Эбионитами, вероятно, называли себя все первые ученики Иисуса (название «христиане», согласно каноническому преданию, возникло в Антиохии в Сирии в арамеоязычной среде оно возникнуть не могло). В Послании Павла к Галатам говорится: «И узнавши о благодати, данной мне, Иаков, Кифа и Иоанн, почитаемые столпами, подали мне и Варнаве руку общения, чтобы нам идти к язычникам, а им к обрезанным, только чтобы мы помнили нищих, что и старался я исполнить в точности» (2.9-10). В этом контексте слово «нищие» скорее всего обозначает название палестинских христиан, основной христианской группы, к которым принадлежали Иаков, Кифа и Иоанн и не забывать которых должны были проповедующие у язычников.
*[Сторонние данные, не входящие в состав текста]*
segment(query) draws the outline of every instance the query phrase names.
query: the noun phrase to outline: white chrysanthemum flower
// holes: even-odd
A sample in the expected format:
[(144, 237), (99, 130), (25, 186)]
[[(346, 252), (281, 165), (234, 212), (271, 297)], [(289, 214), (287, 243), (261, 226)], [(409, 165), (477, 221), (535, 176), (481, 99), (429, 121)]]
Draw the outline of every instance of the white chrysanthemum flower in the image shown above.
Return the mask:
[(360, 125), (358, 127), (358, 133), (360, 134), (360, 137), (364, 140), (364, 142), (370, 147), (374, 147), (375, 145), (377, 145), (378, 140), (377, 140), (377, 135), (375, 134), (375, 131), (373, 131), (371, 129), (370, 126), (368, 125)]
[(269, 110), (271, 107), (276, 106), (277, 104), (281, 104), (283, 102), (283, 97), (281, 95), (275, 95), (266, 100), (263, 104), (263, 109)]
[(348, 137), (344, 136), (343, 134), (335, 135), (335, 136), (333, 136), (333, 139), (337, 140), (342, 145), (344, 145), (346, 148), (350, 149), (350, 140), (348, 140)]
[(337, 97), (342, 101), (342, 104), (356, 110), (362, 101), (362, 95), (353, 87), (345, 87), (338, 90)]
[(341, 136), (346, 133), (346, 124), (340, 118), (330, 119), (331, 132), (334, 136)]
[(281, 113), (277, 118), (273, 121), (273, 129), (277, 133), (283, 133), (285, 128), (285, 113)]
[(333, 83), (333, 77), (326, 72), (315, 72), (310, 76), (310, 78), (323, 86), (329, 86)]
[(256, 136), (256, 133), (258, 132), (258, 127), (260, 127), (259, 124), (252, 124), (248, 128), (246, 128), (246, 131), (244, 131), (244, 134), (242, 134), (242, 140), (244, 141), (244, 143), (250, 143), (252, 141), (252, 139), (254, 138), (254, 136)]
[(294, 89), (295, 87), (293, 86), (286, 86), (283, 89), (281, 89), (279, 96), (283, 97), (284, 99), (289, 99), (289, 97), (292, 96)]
В чем именно заключалось требование «не забывать нищих», видно из Первого послания к Коринфянам, где говорится о том, что подаяние, собранное коринфскими христианами, будет передано в Иерусалим (16.3).
Об учении эбионитов в своем сочинении «Против ересей» писал Ириней, хорошо знавший религиозные учения христиан восточных провинций. Сравнивая учение эбионитов с другими, которые он также считал еретическими, Ириней выделил основные отличительные черты этого учения: «Эбиониты, напротив {4}, соглашаются, что мир сотворен Богом, но в отношении Господа они того же мнения, что Керинф {5} и Карпократ» (т. е. что Иисус был сыном Иосифа и Марии. — 1.26). Дальше Ириней указывает, что эбиониты пользуются только Евангелием от Матфея, отвергают апостола Павла, считая его отступником, соблюдают обряды Закона и образ жизни иудеев, «так что поклоняются Иерусалиму, как будто бы он был домом божиим» {6}. В другой книге Ириней отмечает, что учение эбионитов — старое, древнее учения о непорочном зачатии: «Безрассудны также эбиониты, которые не принимают в свою душу веру в соединение Бога и человека, но пребывают в старой закваске рождения (плотского)» (V. 1). Тертуллиан, ошибочно полагая, что название «эбиониты» происходит от имени некоего Эвиона (которого он считал основателем этого учения), также указывал, что Эвион не признает Иисуса сыном божиим (De proscriptionibus adversus omnes haereses. 33. Далее: Praes. haeres).
В конце II в. были созданы так называемые псевдо-Клементины (они дошли в редакции IV в.) — произведение, авторство которого христиане приписывали Клименту Римскому, бывшему, по преданию, руководителем римской христианской общины в конце I в. В псевдо-Клементинах описывается путешествие апостола Петра и Климента; действует там и Иаков. Весьма отрицательно показан там Павел; его образ объединен с образом Симона-мага, противника Петра в христианских преданиях и легендах (Симон, чародей из Самарии, упомянут в «Деяниях апостолов». 8.9-24). В речах Петра, приведенных в псевдо-Клементинах, отражено учение эбионитов. Согласно этому учению, как и учению кумранитов, в мире идет постоянная борьба между силами добра и зла; для обеих сект было характерно дуалистическое восприятие мира. Они верили, что один и тот же пророк истинного (доброго) Бога появлялся в разных образах — Адам, Моисей и, наконец, последний — Иисус {7}.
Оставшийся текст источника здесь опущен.